Antiterrorisme : les policiers désarmés par les vigiles de centres commerciaux ?© Eric Gaillard Source: Reuters
Un policier en patrouille devant une grande enseigne parisienne, novembre 2015, illustration

Une loi devait permettre aux forces de l'ordre de conserver leurs armes en dehors de leur service afin de prévenir les attaques terroristes, mais les policiers et les gendarmes armés se voient refuser l'accès aux lieux privés accueillant du public.

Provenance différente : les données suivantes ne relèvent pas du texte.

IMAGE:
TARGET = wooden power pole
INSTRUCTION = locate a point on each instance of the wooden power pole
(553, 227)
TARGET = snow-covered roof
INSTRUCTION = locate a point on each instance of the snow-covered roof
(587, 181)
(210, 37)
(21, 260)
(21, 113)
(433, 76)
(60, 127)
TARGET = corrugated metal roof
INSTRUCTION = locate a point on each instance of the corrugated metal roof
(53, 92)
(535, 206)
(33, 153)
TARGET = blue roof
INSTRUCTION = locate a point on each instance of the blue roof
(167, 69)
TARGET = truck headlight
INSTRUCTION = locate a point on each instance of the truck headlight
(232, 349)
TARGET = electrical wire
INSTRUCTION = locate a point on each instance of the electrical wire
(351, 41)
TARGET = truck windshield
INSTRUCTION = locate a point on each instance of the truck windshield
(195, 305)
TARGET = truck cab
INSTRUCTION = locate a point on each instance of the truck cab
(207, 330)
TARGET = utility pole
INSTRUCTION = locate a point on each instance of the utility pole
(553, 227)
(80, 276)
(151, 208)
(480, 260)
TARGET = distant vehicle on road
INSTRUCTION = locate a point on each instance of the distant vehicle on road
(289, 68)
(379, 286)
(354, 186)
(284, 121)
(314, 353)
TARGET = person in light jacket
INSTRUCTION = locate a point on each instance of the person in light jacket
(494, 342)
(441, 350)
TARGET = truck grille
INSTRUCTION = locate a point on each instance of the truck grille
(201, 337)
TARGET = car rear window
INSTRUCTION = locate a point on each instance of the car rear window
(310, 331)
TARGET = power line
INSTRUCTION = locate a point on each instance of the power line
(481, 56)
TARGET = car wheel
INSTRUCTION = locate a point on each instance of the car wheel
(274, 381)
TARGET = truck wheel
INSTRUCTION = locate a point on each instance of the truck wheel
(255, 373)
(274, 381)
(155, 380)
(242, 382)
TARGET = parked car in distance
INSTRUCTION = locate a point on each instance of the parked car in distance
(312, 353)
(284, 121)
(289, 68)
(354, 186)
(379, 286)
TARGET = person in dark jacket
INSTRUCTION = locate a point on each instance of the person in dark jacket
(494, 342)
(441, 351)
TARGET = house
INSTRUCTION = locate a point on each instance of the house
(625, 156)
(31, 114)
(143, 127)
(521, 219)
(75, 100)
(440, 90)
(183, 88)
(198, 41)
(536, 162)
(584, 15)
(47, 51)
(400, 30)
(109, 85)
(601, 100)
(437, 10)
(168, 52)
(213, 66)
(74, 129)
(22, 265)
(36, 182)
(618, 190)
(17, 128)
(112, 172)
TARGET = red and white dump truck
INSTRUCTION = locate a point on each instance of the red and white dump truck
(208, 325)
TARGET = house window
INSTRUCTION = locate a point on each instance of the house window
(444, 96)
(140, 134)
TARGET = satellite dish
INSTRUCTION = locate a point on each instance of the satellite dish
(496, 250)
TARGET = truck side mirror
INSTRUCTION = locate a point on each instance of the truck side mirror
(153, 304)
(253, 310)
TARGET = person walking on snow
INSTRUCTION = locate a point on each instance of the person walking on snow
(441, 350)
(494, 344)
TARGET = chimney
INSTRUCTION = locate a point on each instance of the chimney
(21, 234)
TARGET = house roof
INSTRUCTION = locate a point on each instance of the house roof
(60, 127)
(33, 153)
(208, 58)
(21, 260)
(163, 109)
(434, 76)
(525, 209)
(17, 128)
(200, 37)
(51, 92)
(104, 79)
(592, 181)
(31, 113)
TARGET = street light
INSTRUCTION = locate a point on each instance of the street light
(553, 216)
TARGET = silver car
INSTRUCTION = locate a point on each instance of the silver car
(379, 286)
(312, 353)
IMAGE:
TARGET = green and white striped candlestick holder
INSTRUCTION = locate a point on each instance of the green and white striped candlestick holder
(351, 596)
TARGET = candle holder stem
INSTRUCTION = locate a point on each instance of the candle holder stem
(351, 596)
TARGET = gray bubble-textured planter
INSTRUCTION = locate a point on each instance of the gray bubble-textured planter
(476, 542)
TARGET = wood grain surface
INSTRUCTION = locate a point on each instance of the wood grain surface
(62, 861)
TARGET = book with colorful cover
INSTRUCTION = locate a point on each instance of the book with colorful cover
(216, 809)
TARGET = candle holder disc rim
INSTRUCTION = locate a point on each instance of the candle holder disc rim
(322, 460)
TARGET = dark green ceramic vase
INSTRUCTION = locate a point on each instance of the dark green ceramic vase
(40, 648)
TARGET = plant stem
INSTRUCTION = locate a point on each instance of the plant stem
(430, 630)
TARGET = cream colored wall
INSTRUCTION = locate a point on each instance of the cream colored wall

Malgré un texte promulgué en 2015 permettant aux policiers et gendarmes de rester armés dans l'espace public en dehors de leur service afin de pouvoir agir à tout moment en cas d'attaque terroriste, il ne leur est toujours pas permis de conserver leur arme dans des lieux privés accueillant du public.

Résultat : au moment de passer les portiques de sécurité, les vigiles peuvent demander aux membres des forces de l'ordre de remettre leur arme.

L'amendement que j'avais proposé a été écarté du projet de loi.

Interrogé par le journal Le Figaro, Georges Fenech, ex-député du Rhône, rappelle qu'il avait avancé une solution pour mettre fin à cette situation paradoxale : «L'amendement que j'avais proposé le 30 janvier 2017, pour conférer aux policiers et gendarmes un droit à être armé en tout lieu accueillant du public, a été écarté du projet de loi relatif à la sécurité publique.»

Récemment, un des membres de la garde rapprochée de Gérard Collomb s'est vu interdire l'accès à un centre commercial et le numéro 2 du GIGN n'a pas pu entrer armé au Stade de France. Les douaniers sont également concernés et se disent oubliés par la loi : eux n'ont simplement pas le droit porter leur arme en dehors du service.

C'est insensé lorsqu'on se souvient du drame du Bataclan ou de l'attentat lors du concert d'Ariana Grande à Manchester

La grogne monte doucement du côté des syndicats policiers également : «Plusieurs policiers armés se sont vus refuser l'entrée dans des enceintes sportives ou des salles de spectacle et leur admission dépend du bon vouloir de l'organisateur. C'est insensé lorsqu'on se souvient du drame du Bataclan ou de l'attentat lors du concert d'Ariana Grande à Manchester», a ainsi témoigné le patron de Synergie-officiers, Patrice Ribeiro, auprès du Figaro.

La réaction de Gérard Collomb se fait attendre

A présent, les policiers appellent le législateur à trancher : qui doit avoir le dernier mot ? Un vigile ou un membre des forces de l'ordre ? Selon les informations du quotidien, les services du ministre de l'Intérieur disent avoir bien reçu la requête... Mais la réponse se fait attendre, surtout après la tragédie de Trèbes qui s'est précisément déroulée dans un centre commercial.